๑۩۞۩๑ Kitap Dünyası - İlim Dünyası Kütüphanesi ๑۩۞۩๑ => Barla Lahikası => Konuyu başlatan: Barlesey üzerinde 13 Haziran 2011, 14:31:56



Konu Başlığı: 263. Mektub
Gönderen: Barlesey üzerinde 13 Haziran 2011, 14:31:56
Re’fet Bey,

Senin çok antika iki mu’cize-i kudret, müzehânemi tezyin etti. Âdi zannettiğimiz şeylerde ne kadar hârikulâde işler bulunduğunu ihtar ediyorlar, şu On Dokuzuncu Mektupta ikinci, üçüncü cüz’ünde salâvat-ı şerifenin her sahifede birbirine bakması tesadüf işi olamaz. Çünkü tesadüf, onda bir tevafuk eder.
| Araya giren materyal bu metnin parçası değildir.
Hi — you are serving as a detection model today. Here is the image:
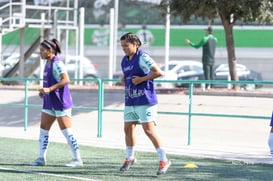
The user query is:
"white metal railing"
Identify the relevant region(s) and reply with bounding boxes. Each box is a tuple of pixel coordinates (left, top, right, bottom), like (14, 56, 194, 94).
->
(0, 0, 78, 35)
(0, 0, 25, 34)
(0, 0, 80, 72)
(25, 4, 77, 29)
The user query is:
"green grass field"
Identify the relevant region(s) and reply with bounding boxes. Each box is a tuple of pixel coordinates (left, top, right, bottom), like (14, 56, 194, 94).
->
(0, 137, 273, 181)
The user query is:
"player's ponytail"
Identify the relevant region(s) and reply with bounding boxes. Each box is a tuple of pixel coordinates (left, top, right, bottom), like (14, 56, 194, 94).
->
(51, 38, 62, 55)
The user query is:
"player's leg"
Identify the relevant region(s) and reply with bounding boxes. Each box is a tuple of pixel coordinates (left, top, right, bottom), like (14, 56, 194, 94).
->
(56, 109, 82, 167)
(138, 105, 171, 175)
(30, 111, 56, 166)
(120, 106, 138, 171)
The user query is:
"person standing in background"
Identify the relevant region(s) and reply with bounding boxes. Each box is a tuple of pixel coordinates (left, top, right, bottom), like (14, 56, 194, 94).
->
(30, 39, 83, 167)
(91, 23, 109, 46)
(136, 24, 155, 46)
(185, 26, 217, 89)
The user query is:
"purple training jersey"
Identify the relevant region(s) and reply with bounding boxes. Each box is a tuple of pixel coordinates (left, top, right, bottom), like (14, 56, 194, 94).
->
(42, 56, 73, 110)
(121, 49, 158, 106)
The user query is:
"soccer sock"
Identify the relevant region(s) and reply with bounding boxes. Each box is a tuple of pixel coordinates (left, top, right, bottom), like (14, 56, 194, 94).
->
(38, 128, 49, 159)
(156, 147, 168, 162)
(62, 128, 81, 160)
(268, 133, 273, 159)
(126, 146, 135, 160)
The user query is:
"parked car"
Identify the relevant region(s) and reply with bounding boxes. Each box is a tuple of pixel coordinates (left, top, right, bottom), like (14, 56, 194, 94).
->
(2, 53, 40, 77)
(175, 62, 263, 89)
(0, 63, 4, 77)
(214, 63, 263, 89)
(114, 60, 263, 89)
(64, 55, 99, 85)
(32, 55, 100, 85)
(157, 60, 204, 88)
(2, 54, 100, 85)
(113, 60, 204, 88)
(2, 53, 22, 70)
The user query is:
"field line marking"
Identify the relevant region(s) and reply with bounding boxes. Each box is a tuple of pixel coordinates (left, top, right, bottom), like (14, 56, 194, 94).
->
(0, 166, 99, 181)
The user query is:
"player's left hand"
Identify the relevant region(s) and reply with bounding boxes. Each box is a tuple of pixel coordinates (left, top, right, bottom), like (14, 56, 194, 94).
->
(39, 87, 51, 96)
(132, 76, 143, 85)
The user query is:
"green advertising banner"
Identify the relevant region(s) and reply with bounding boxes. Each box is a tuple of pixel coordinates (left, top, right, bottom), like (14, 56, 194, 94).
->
(3, 26, 273, 48)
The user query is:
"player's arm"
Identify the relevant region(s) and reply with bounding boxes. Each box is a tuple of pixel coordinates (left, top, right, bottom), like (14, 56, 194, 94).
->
(49, 72, 70, 91)
(132, 64, 162, 85)
(132, 53, 162, 85)
(186, 37, 208, 48)
(39, 60, 69, 95)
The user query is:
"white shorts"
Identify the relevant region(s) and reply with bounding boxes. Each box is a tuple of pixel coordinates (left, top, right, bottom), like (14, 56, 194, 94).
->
(42, 108, 72, 118)
(124, 105, 157, 124)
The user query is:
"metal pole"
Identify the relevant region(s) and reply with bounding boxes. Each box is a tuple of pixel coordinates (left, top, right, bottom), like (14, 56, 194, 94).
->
(97, 79, 104, 137)
(108, 8, 114, 86)
(164, 2, 170, 88)
(24, 79, 29, 131)
(21, 0, 26, 26)
(64, 0, 70, 59)
(113, 0, 119, 75)
(40, 13, 45, 87)
(78, 7, 84, 86)
(187, 82, 193, 145)
(73, 0, 78, 27)
(19, 28, 24, 79)
(73, 0, 79, 85)
(74, 27, 79, 85)
(53, 10, 57, 38)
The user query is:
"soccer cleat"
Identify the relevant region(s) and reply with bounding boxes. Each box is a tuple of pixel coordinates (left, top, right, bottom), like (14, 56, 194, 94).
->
(120, 158, 137, 171)
(30, 157, 46, 166)
(157, 160, 171, 175)
(65, 159, 83, 167)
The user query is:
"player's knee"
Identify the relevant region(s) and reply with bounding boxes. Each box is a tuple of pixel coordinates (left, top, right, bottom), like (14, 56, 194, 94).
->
(143, 129, 153, 137)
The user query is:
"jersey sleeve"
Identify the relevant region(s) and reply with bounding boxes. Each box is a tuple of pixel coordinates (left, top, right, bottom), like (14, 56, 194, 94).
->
(139, 53, 156, 74)
(52, 60, 67, 82)
(190, 36, 208, 48)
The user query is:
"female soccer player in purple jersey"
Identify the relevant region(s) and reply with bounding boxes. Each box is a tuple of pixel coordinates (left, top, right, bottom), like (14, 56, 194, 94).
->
(119, 33, 171, 175)
(30, 39, 83, 167)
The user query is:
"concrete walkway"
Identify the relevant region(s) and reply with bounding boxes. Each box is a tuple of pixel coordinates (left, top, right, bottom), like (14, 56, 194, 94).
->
(0, 87, 272, 164)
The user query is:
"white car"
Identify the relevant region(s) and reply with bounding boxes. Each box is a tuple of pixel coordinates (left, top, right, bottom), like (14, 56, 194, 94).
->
(33, 55, 100, 85)
(64, 55, 99, 80)
(214, 63, 263, 89)
(156, 60, 203, 88)
(2, 54, 99, 85)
Bu ise onda dokuz tevafuk var. Demek, ne şuursuz tesadüfün işi ve ne de benim ve ne de kâtiplerin düşünüşüdür. Çünkü ben yeni anlıyorum, kâtipler benden sonra anladılar. Demek gaybî bir kast ve iradeyle, umum Sözlerde ve bilhassa On Dokuzuncu Mektuptaki salâvât-ı şerifede harika bir letafeti irade etmiş. O tevafukat ise, gaybî bir kastla derc edilen bir belâgat ve letafetin tereşşuhatıdır.